Week 7 concluded this week, with a run in Lewes, through the Priory as members of Southover Bonfire Society prepared their fire site, then up Juggs Road. It was a beautiful sunny day after yesterday’s storms. When I’m doing greater distances I might follow this route to Kingston and up onto the hills above.
Week 6 went well, but with nothing special to report. But at the end of week 5 I found myself in Cambridge, whither I had gone to see the 2019 Cambridge Greek Play, Oedipus at Colonus, and to attend a symposium about the play on Sunday. I spent the night in Westminster College, a Presbyterian institution which offers very reasonably priced rooms for the night.
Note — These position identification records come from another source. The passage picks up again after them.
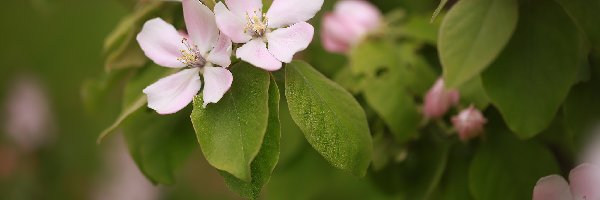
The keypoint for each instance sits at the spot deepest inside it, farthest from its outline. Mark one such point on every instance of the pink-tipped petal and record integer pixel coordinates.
(256, 53)
(553, 187)
(161, 43)
(221, 54)
(217, 80)
(200, 23)
(585, 181)
(172, 93)
(361, 13)
(230, 24)
(243, 7)
(287, 12)
(285, 42)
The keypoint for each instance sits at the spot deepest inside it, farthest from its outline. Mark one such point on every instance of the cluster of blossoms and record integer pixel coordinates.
(267, 39)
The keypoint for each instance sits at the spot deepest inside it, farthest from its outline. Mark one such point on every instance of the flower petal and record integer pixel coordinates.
(243, 7)
(161, 42)
(231, 24)
(217, 81)
(256, 53)
(285, 42)
(200, 23)
(172, 93)
(288, 12)
(221, 54)
(553, 187)
(585, 180)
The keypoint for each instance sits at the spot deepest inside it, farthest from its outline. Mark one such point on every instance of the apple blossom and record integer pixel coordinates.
(439, 99)
(469, 123)
(584, 179)
(350, 21)
(198, 53)
(269, 38)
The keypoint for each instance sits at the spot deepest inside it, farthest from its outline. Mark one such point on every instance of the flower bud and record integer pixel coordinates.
(438, 100)
(347, 24)
(469, 123)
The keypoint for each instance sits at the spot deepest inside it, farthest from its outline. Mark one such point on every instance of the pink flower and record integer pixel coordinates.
(204, 48)
(585, 180)
(438, 100)
(469, 123)
(282, 28)
(350, 21)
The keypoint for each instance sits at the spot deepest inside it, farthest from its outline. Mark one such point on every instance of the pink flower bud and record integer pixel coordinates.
(438, 100)
(347, 24)
(469, 123)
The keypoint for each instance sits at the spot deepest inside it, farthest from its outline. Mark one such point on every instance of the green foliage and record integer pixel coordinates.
(472, 35)
(506, 168)
(332, 121)
(267, 157)
(231, 132)
(159, 144)
(532, 77)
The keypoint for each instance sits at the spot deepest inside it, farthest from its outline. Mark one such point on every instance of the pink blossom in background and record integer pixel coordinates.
(269, 38)
(123, 181)
(469, 123)
(584, 179)
(350, 21)
(28, 116)
(194, 54)
(439, 99)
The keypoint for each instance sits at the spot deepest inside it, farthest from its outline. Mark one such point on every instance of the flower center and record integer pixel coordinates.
(257, 24)
(191, 56)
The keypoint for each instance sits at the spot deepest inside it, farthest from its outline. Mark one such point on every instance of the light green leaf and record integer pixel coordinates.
(506, 168)
(531, 78)
(331, 119)
(267, 157)
(133, 97)
(231, 132)
(472, 35)
(159, 144)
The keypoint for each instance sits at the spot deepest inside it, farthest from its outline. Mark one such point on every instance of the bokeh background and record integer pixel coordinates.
(50, 48)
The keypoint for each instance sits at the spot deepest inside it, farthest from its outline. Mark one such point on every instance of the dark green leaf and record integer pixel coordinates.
(507, 168)
(331, 119)
(159, 144)
(267, 157)
(531, 78)
(472, 35)
(231, 132)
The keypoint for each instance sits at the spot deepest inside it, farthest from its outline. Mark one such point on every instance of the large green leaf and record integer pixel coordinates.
(231, 132)
(395, 106)
(507, 168)
(159, 144)
(531, 78)
(472, 35)
(586, 15)
(133, 97)
(267, 157)
(331, 119)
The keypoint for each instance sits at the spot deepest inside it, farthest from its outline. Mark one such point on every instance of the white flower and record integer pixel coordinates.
(198, 53)
(270, 38)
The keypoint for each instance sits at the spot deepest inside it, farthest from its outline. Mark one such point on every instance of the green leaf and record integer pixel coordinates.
(159, 144)
(531, 78)
(133, 97)
(419, 173)
(331, 119)
(472, 35)
(231, 132)
(267, 157)
(395, 106)
(585, 14)
(506, 168)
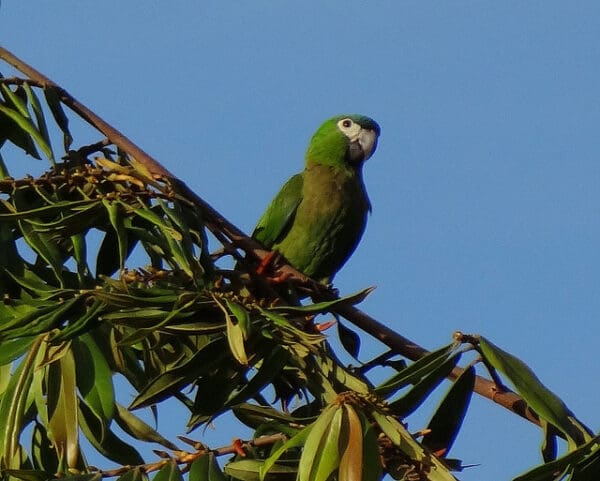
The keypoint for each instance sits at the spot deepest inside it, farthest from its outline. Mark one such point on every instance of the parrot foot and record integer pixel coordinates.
(268, 261)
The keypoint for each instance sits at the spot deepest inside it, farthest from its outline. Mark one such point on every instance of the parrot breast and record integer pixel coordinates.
(329, 221)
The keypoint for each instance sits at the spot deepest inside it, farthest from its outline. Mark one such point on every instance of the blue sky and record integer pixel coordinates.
(484, 186)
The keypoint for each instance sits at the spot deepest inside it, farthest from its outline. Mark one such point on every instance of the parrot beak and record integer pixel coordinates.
(362, 146)
(367, 140)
I rose at 7 on Sunday, just before dawn. It was cold and misty. For my run I decided to run along Grange Road, and, if I could in the allotted time, see if I could reach my late parents’ retirement home in Newnham.
The programme insisted on a 5 minute brisk walking warm-up, which took me from the college gates, up Madingley Road, and into Grange Road itself. I started running outside St John’s prep school, where I had spent a miserable term and a bit at the age of seven. It has now expanded to take over more or less all of that end of the road. There is no limit to the appetite of Cambridge parents to pay to have their small boys educated at the hands of sadists in holy orders, it seems.
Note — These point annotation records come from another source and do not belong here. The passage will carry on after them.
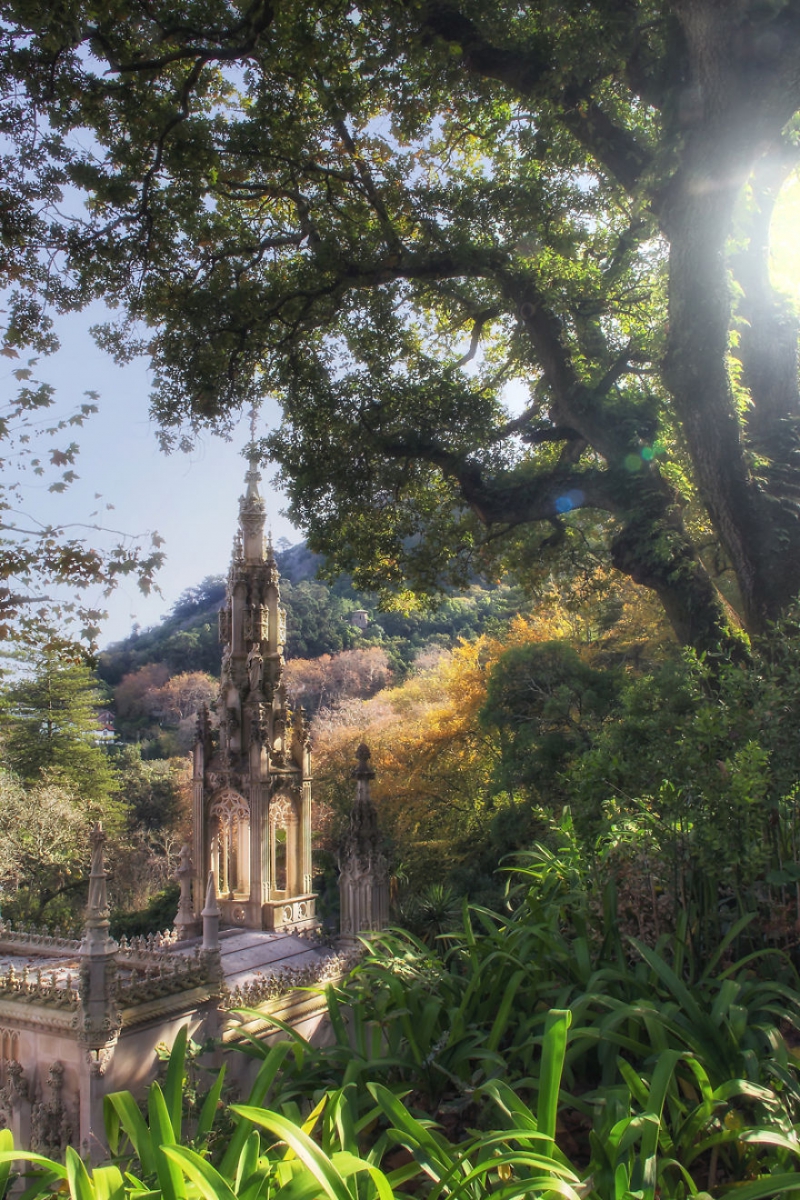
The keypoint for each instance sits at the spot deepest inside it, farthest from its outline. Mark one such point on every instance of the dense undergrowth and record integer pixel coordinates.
(531, 1051)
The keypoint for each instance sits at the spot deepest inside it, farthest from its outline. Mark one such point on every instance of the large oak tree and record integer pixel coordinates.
(389, 213)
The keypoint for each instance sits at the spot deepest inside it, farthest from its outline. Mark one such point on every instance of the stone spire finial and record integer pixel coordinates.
(98, 1017)
(364, 771)
(364, 880)
(185, 923)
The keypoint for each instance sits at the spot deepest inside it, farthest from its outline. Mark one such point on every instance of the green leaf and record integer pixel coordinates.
(205, 1177)
(306, 1150)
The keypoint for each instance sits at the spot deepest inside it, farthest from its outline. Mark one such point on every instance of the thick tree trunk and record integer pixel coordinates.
(735, 130)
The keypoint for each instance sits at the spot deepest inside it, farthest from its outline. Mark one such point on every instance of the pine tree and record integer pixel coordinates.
(52, 730)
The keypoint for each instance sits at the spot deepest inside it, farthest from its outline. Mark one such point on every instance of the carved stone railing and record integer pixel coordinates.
(152, 948)
(38, 941)
(37, 988)
(286, 979)
(161, 975)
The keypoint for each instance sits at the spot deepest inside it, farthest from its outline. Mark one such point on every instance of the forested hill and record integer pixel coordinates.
(318, 622)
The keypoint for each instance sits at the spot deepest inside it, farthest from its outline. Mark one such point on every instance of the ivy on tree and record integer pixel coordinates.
(389, 213)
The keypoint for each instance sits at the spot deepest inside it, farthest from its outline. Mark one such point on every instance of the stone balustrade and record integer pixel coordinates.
(38, 988)
(155, 949)
(40, 941)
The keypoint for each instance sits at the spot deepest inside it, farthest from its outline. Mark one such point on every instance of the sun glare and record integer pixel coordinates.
(786, 239)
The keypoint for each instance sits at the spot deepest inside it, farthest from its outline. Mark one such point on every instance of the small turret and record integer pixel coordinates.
(364, 880)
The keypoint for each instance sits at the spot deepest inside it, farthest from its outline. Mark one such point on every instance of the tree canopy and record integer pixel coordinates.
(506, 267)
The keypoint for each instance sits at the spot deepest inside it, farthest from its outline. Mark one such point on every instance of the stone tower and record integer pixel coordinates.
(252, 790)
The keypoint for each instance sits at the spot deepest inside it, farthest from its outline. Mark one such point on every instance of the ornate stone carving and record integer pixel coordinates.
(364, 879)
(50, 1125)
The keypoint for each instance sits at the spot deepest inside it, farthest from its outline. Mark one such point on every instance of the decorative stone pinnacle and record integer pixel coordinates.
(364, 771)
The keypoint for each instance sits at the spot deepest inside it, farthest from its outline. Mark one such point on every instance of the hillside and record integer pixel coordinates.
(318, 622)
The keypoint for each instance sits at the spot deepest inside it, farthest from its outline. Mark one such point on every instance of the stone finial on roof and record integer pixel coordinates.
(364, 771)
(364, 879)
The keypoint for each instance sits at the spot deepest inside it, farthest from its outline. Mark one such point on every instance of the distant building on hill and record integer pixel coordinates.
(83, 1018)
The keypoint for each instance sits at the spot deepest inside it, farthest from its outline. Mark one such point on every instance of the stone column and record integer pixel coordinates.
(98, 1015)
(364, 879)
(185, 922)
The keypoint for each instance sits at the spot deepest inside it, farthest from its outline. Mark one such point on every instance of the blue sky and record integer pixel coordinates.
(191, 501)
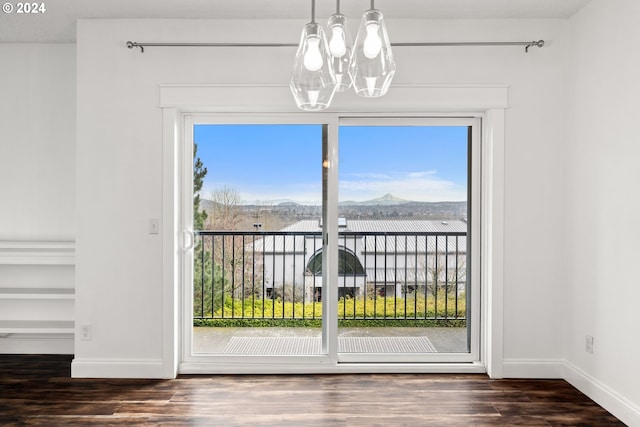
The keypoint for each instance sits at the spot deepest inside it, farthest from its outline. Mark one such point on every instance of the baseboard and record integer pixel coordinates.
(117, 368)
(30, 344)
(533, 368)
(612, 401)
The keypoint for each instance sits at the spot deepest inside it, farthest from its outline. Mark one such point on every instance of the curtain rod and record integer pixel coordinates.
(142, 45)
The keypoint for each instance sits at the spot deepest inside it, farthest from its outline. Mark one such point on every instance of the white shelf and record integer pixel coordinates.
(37, 252)
(37, 326)
(37, 293)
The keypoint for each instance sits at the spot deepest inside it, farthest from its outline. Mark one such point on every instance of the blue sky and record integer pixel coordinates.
(283, 162)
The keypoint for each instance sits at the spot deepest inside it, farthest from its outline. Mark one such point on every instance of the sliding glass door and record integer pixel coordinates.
(405, 258)
(315, 243)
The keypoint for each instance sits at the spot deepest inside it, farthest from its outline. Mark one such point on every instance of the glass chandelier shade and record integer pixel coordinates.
(372, 66)
(313, 81)
(340, 46)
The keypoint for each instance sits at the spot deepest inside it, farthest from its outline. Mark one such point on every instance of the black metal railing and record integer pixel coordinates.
(382, 275)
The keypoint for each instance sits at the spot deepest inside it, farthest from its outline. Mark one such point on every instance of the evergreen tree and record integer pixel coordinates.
(199, 172)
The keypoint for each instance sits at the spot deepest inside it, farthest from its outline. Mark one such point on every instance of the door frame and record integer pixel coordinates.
(486, 102)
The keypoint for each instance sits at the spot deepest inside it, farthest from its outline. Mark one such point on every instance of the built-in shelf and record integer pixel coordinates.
(37, 293)
(24, 309)
(37, 252)
(37, 326)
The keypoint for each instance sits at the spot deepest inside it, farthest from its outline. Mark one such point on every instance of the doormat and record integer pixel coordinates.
(313, 345)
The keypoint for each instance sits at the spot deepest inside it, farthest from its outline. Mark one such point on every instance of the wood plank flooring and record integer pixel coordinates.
(38, 390)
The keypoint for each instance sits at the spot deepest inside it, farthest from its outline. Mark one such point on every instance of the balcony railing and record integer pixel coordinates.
(382, 275)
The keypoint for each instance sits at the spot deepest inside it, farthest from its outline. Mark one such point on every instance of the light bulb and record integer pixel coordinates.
(312, 57)
(337, 45)
(372, 43)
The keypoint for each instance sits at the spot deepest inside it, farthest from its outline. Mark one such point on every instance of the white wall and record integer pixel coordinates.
(603, 205)
(37, 141)
(119, 166)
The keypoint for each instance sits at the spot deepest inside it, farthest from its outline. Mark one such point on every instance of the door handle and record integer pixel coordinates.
(188, 236)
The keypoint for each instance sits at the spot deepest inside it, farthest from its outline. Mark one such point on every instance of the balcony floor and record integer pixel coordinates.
(208, 340)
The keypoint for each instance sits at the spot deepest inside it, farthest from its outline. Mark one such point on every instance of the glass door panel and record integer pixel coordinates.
(256, 215)
(403, 258)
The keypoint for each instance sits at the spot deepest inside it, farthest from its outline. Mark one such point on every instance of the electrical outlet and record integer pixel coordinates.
(154, 226)
(86, 332)
(588, 344)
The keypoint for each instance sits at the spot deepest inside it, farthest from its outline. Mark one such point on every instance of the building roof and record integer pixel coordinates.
(380, 244)
(392, 226)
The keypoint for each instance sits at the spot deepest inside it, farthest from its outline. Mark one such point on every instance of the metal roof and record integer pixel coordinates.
(371, 244)
(392, 226)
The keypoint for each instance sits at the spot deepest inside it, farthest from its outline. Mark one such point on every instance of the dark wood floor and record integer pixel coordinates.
(38, 390)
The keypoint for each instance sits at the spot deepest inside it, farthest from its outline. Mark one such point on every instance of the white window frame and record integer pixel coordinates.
(487, 103)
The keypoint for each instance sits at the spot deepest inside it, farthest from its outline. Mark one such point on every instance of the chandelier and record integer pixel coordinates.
(324, 66)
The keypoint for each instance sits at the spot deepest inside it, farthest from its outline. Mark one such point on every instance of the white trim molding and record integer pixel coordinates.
(609, 399)
(117, 368)
(533, 368)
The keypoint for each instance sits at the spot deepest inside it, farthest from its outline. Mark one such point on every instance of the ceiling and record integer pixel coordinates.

Enough of that. On I went, past roads such as Adams Road and Herschel Road where the better class of don used to live. These days even Regius professors are not paid enough to live here. I expect they’re owned by foreign bankers. In one of these lived Dr Alice Roughton, a wealthy and eccentric medical colleague of my father’s. Alice Roughton stories are many, and I was delighted to find that the Lost Cambridge blog has a Roughton entry.
On the other side of the road was the University Library, which my father used frequently for its flute music, and once brought me with him so that I could consult books on heraldry, a childhood hobby. In later years, back home from Kent University in the holidays, I was allowed to use the collections, though I don’t think the SCONUL scheme had yet been devised. I had to present a letter from my tutor, and was then allowed reference access, and the chance to consult the bewildering catalogues, offered in bound volumes and card catalogues.
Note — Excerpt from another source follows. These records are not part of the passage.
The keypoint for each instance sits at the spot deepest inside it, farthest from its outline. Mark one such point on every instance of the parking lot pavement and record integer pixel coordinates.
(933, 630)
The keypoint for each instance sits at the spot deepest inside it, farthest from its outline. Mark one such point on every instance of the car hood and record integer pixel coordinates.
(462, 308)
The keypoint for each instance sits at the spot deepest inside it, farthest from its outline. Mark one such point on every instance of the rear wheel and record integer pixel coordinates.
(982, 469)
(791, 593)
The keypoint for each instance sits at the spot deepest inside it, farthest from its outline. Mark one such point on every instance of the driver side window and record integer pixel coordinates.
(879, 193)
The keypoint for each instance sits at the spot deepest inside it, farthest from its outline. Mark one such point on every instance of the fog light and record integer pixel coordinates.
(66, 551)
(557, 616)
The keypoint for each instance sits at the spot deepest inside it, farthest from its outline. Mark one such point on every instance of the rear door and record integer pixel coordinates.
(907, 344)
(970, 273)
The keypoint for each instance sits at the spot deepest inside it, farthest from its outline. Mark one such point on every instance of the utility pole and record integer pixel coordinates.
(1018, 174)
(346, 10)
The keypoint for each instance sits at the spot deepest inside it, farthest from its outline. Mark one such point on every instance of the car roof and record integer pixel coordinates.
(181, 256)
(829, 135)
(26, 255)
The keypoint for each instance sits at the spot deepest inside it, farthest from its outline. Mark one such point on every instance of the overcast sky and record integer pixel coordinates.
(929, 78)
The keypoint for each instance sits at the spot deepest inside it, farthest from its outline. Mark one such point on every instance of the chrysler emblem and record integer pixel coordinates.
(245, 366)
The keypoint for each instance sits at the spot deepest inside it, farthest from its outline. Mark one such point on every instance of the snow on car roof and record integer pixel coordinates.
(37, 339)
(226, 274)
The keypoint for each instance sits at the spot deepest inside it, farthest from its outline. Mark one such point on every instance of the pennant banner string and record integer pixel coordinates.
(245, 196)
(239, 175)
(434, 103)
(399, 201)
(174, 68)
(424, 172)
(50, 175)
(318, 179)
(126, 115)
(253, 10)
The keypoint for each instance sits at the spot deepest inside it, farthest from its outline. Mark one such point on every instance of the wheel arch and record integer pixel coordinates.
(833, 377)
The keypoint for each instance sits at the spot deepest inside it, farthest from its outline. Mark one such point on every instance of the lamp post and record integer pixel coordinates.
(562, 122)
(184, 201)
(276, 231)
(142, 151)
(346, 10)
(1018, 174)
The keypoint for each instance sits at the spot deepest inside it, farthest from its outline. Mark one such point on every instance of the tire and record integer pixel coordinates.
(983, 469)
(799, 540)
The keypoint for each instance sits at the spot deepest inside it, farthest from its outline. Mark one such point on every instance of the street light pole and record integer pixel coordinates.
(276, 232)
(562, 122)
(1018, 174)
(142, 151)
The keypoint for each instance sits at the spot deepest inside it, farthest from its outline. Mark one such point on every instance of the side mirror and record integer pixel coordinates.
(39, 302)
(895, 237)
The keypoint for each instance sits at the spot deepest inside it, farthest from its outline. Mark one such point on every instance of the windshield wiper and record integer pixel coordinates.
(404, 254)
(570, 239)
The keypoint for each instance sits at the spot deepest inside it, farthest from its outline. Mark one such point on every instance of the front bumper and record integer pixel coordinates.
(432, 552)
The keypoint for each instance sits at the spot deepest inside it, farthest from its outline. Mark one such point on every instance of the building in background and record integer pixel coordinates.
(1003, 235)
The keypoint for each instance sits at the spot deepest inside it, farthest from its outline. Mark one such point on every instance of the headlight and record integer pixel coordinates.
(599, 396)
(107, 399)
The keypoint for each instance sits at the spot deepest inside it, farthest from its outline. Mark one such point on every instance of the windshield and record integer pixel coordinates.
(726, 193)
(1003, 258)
I then passed the Cambridge University RUFC ground. When at school, we would be granted a half-holiday when the Steele-Bodgers XV came to play the University as a warm-up for the Varsity match. Micky Steele-Bodger was a veterinary surgeon who played for England. I later met his brother Alasdair, also a veterinary surgeon, when I worked for the Royal College of Veterinary Surgeons, and was able to ask him to thank his brother for these escapes. Time ran out and I did not cross Barton Road to reach my parents’ old house, but turned to run back.